Get closest parent meeting criteria

Hi all,
I have a single root tree of a view:

root <-[:PARENT]-child1
child1<-[:PARENT]-child2
child1<-[:PARENT]-child3
child3<-[:PARENT]-child4
etc

Some nodes have a user property. I need to match nodes that have no user property with one of its closest parent who this property has.
My query is:

MATCH (c:Node) WHERE c.user IS NULL
CALL {
    WITH c
    MATCH path=(p:Test)<-[:PARENT*]-(c) WHERE p.user IS NOT NULL
    RETURN nodes(path) as n order by size(n)
    limit 1
 }
RETURN c, n

For small graphs it works ok. But for the graph of several millions nodes and leaves distance from the root reaching 1000+ it takes ages.
Is there a way to optimize this query?

You can try:
STEP 1: - add user property index
CREATE INDEX node_user_index IF NOT EXISTS FOR (n:Node) ON (n.user);

STEP 2: apoc procedure to find closet ancestor

MATCH (c:Node)
WHERE c.user IS NULL

CALL apoc.path.subgraphNodes(
  c,
  {
    relationshipFilter: "<PARENT", // direction to check the path
    maxLevel: 1000, // limit to set , to prevent unlimited routes
    bfs: true,  // searching type
    filterStartNode: true, // id true the node can be ancestor of itself
    labelFilter: "+Node",  //Check only this labels
    where: "_.user IS NOT NULL"  //check only if property exist
  }
) YIELD node
WITH c, node ORDER BY length((node)-[:PARENT*]->(c)) ASC LIMIT 1
RETURN c, node AS closestAncestor

Thank you for the response.
Wouldn't the query with APOC call be equivalent this:

MATCH (c:Node) WHERE c.user IS NULL
MATCH (node:Node)<-[:PARENT*]-(c) WHERE node.user IS NOT NULL
WITH c, node ORDER BY length((node)-[:PARENT*]->(c)) ASC LIMIT 1
RETURN c, node AS closestAncestor

?
What benefit does APOC procedure give?

Update: meanwhile I tried to run this query on a small data set. It raises the error:

Type mismatch: expected Path but was List (line 15, column 30 (offset: 486))
"WITH c, node ORDER BY length((node)<-[:PARENT*]-(c)) ASC LIMIT 1"

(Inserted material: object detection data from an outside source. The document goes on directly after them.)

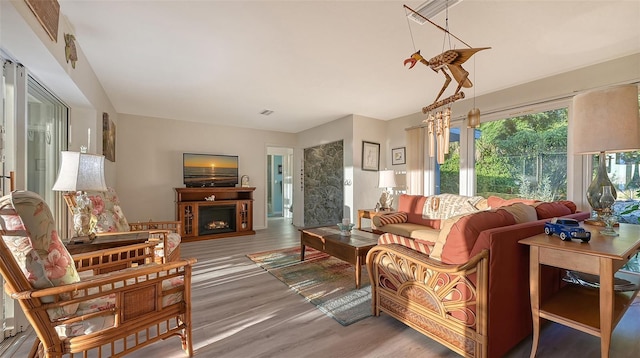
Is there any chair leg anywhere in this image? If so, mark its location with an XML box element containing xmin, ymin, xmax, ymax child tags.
<box><xmin>29</xmin><ymin>337</ymin><xmax>44</xmax><ymax>358</ymax></box>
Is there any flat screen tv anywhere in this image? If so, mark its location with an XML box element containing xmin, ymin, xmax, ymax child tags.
<box><xmin>182</xmin><ymin>153</ymin><xmax>238</xmax><ymax>188</ymax></box>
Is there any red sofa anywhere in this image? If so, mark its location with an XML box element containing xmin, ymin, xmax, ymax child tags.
<box><xmin>367</xmin><ymin>195</ymin><xmax>588</xmax><ymax>357</ymax></box>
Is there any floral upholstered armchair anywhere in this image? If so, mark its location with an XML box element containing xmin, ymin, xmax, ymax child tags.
<box><xmin>0</xmin><ymin>191</ymin><xmax>195</xmax><ymax>358</ymax></box>
<box><xmin>66</xmin><ymin>188</ymin><xmax>182</xmax><ymax>262</ymax></box>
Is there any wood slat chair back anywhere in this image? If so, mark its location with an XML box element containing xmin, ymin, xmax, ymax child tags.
<box><xmin>0</xmin><ymin>193</ymin><xmax>196</xmax><ymax>358</ymax></box>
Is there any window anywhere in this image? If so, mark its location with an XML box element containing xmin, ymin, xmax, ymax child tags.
<box><xmin>0</xmin><ymin>58</ymin><xmax>68</xmax><ymax>341</ymax></box>
<box><xmin>475</xmin><ymin>108</ymin><xmax>567</xmax><ymax>201</ymax></box>
<box><xmin>435</xmin><ymin>127</ymin><xmax>460</xmax><ymax>194</ymax></box>
<box><xmin>26</xmin><ymin>77</ymin><xmax>68</xmax><ymax>213</ymax></box>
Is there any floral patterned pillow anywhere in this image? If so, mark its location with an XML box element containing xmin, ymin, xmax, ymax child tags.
<box><xmin>0</xmin><ymin>191</ymin><xmax>80</xmax><ymax>319</ymax></box>
<box><xmin>87</xmin><ymin>188</ymin><xmax>130</xmax><ymax>233</ymax></box>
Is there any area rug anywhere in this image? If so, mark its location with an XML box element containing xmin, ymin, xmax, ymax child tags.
<box><xmin>247</xmin><ymin>247</ymin><xmax>371</xmax><ymax>326</ymax></box>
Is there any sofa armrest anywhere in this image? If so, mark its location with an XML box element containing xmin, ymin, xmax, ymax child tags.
<box><xmin>367</xmin><ymin>244</ymin><xmax>489</xmax><ymax>356</ymax></box>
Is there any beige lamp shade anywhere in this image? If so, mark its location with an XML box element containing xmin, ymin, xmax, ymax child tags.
<box><xmin>568</xmin><ymin>85</ymin><xmax>640</xmax><ymax>154</ymax></box>
<box><xmin>53</xmin><ymin>152</ymin><xmax>107</xmax><ymax>191</ymax></box>
<box><xmin>378</xmin><ymin>170</ymin><xmax>396</xmax><ymax>188</ymax></box>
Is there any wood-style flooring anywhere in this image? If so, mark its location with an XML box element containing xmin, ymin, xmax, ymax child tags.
<box><xmin>13</xmin><ymin>218</ymin><xmax>640</xmax><ymax>358</ymax></box>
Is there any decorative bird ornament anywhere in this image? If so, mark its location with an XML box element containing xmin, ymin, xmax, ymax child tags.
<box><xmin>404</xmin><ymin>47</ymin><xmax>491</xmax><ymax>103</ymax></box>
<box><xmin>64</xmin><ymin>34</ymin><xmax>78</xmax><ymax>68</ymax></box>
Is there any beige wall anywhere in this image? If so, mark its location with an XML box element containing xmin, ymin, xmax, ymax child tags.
<box><xmin>116</xmin><ymin>114</ymin><xmax>296</xmax><ymax>229</ymax></box>
<box><xmin>0</xmin><ymin>0</ymin><xmax>640</xmax><ymax>229</ymax></box>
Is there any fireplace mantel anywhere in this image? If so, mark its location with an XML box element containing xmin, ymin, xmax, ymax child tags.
<box><xmin>175</xmin><ymin>187</ymin><xmax>256</xmax><ymax>242</ymax></box>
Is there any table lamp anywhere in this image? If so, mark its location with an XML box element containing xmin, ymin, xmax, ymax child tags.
<box><xmin>568</xmin><ymin>85</ymin><xmax>640</xmax><ymax>226</ymax></box>
<box><xmin>378</xmin><ymin>170</ymin><xmax>396</xmax><ymax>210</ymax></box>
<box><xmin>53</xmin><ymin>151</ymin><xmax>107</xmax><ymax>236</ymax></box>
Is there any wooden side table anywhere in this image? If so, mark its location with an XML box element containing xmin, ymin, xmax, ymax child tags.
<box><xmin>519</xmin><ymin>224</ymin><xmax>640</xmax><ymax>358</ymax></box>
<box><xmin>357</xmin><ymin>209</ymin><xmax>393</xmax><ymax>230</ymax></box>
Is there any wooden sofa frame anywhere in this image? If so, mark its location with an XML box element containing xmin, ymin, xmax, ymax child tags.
<box><xmin>367</xmin><ymin>244</ymin><xmax>489</xmax><ymax>357</ymax></box>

I'm not sure how the WITH clause is handled. According to the error is seems the path provided as length() argument is calculated for the list of nodes (all that returned by previous matches) and somehow produces not one path but list of them at once instead of streaming separate paths as records, that can be sorted.

Another question is again about APOC procedure. I've tried also apoc.path.expandConfig. It provides pretty much same result and documentation describes pretty much same functionality. So, what's the difference?

The apoc path procedures can be more efficient, as the run on the server and use the Java API to traverse the graph. In doing so, they can apply the filter incrementally as they traverse.

The pattern within the length function is producing multiple paths between the two nodes, thus the error.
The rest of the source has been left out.